19 Mar 2022 20:00

Foreign governments apply horrendous pressure on businesses, which are reluctant to lose Russian market - Medvedev

MOSCOW. March 19 (Interfax) - Western companies leaving the Russian market really want to come back but fear to do it and tell Russia so, Russian Security Council Deputy Chairman Dmitry Medvedev said.

"The companies quietly tell us something like that: 'we really want to come back but we are afraid'. No one wants to lose our market - there are both propagandists and pragmatics in the West. When words are on one side of the scale, and real money on the other, the other outweighs," Medvedev said on Telegram.

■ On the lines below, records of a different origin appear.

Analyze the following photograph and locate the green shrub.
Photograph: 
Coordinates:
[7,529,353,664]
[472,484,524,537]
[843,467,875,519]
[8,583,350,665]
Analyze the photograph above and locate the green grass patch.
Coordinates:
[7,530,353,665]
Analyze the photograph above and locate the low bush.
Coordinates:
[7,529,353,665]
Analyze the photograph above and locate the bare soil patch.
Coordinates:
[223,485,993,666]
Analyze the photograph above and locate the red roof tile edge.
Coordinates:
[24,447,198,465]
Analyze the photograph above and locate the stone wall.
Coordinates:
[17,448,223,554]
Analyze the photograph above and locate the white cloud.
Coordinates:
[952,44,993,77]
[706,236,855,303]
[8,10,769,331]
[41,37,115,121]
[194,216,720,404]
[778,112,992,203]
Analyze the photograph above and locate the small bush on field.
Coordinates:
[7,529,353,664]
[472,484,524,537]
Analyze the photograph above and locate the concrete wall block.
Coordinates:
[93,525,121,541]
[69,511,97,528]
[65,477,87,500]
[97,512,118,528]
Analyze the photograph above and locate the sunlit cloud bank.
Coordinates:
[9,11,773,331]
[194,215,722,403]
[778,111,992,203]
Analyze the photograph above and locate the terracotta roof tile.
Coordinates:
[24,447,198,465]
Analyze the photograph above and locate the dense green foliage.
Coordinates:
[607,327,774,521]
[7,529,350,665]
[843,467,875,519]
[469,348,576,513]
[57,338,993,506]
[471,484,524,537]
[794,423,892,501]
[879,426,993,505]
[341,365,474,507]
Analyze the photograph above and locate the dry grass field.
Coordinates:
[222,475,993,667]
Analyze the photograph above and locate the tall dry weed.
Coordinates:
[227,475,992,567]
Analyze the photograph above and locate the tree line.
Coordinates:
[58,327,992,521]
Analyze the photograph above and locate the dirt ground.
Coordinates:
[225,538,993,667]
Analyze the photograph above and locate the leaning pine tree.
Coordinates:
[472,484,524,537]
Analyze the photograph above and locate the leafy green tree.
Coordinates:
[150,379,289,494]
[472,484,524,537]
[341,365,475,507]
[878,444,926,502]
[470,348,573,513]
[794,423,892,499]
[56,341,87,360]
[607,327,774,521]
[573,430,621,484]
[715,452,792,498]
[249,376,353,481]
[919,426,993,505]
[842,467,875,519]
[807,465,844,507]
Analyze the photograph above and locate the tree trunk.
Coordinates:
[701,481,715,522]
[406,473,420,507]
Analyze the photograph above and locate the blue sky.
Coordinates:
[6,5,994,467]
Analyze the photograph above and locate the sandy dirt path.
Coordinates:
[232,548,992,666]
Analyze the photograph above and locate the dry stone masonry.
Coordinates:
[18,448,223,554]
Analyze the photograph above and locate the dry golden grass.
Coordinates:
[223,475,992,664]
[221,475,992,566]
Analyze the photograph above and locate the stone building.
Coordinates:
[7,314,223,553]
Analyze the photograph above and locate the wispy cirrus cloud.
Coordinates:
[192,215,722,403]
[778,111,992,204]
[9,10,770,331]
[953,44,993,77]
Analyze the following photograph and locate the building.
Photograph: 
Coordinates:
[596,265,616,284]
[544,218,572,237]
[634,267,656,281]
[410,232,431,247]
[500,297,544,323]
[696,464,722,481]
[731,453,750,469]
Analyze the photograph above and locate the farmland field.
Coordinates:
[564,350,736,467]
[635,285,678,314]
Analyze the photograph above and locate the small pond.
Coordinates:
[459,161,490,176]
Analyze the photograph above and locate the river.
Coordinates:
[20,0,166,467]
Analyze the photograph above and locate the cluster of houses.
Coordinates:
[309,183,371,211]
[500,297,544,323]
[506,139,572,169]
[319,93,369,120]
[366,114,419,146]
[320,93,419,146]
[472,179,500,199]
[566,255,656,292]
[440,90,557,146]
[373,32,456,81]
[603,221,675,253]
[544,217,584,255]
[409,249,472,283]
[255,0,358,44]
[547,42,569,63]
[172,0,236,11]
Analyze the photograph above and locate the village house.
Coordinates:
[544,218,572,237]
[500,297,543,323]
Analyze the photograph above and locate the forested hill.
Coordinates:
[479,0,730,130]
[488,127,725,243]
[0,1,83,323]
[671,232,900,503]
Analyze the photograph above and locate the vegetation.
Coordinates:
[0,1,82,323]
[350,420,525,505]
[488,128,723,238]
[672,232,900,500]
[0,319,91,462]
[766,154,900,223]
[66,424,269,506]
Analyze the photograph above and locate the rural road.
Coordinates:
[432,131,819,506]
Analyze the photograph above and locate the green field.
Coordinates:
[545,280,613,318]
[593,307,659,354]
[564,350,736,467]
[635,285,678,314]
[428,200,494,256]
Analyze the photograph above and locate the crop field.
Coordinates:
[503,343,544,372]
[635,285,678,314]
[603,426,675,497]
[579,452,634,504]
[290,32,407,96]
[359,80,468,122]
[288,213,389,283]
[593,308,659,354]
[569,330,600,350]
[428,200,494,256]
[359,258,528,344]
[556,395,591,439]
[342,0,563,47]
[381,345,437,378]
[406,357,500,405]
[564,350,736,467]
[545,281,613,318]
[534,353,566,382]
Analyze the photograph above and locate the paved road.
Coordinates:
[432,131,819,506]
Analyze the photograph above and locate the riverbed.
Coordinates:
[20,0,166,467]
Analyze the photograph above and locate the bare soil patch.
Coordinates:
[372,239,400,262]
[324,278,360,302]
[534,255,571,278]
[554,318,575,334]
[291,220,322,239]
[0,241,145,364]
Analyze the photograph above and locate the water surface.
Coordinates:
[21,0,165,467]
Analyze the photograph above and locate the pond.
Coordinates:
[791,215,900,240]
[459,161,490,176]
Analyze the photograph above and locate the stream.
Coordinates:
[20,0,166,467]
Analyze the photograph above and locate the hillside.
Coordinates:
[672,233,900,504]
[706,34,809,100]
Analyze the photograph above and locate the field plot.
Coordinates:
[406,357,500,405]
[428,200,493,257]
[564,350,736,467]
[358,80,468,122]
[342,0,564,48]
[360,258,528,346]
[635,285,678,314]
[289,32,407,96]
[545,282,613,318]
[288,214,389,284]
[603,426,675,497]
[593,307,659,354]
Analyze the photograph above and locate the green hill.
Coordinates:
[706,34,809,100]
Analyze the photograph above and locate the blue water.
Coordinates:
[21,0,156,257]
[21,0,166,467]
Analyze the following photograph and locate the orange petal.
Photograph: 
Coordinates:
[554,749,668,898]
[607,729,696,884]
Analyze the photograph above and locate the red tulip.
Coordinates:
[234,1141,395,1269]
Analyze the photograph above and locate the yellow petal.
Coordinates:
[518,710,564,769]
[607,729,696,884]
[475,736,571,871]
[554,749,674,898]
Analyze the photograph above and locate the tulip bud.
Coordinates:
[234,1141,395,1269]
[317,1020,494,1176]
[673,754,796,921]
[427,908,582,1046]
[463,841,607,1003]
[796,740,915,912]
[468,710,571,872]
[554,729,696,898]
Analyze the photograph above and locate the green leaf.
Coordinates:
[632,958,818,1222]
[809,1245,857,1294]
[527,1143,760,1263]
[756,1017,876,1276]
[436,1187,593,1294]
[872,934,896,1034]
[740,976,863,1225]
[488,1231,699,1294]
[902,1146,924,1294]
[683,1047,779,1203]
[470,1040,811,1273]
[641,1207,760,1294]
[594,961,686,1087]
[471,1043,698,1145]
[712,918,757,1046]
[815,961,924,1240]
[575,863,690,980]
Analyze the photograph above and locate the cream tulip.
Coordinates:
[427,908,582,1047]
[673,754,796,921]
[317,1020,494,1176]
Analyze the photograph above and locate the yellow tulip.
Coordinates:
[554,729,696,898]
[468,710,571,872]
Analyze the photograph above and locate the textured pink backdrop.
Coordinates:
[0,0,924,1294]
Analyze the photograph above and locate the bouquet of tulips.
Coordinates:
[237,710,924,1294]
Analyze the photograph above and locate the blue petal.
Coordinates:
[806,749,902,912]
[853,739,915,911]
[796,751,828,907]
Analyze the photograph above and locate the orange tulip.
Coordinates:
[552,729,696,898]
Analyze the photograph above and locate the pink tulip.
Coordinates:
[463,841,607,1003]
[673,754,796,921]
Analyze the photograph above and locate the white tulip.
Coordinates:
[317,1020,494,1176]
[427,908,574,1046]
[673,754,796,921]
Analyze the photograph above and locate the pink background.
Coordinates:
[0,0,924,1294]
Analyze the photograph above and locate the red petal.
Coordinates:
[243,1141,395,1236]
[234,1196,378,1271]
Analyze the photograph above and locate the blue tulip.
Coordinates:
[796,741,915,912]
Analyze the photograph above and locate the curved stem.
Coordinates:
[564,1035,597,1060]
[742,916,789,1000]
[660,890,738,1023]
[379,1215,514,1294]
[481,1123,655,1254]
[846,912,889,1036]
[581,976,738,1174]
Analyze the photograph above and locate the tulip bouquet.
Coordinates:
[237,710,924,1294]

"Western companies, many of which loudly announced their withdrawal from our market, were thinking about coming back from the very beginning and reasonably preserved their staff by paying salaries and other contributions to the budget," he said.

Foreign governments are applying horrendous pressure on businesses, Medvedev said. "There is a feeling this is happening not in a capitalist economy but in a dictatorship (not the one of proletariats but the one of the degrading American establishment)," Medvedev said.

"Obviously, our patience is not unlimited," he said.

"It's a big question who is isolating whom. Russia has many reliable partners not only in the post-Soviet space but also in China, Southeast Asia and African countries," Medvedev said, adding that's a huge and promising market, "which is not torn by such contradictions as Europe."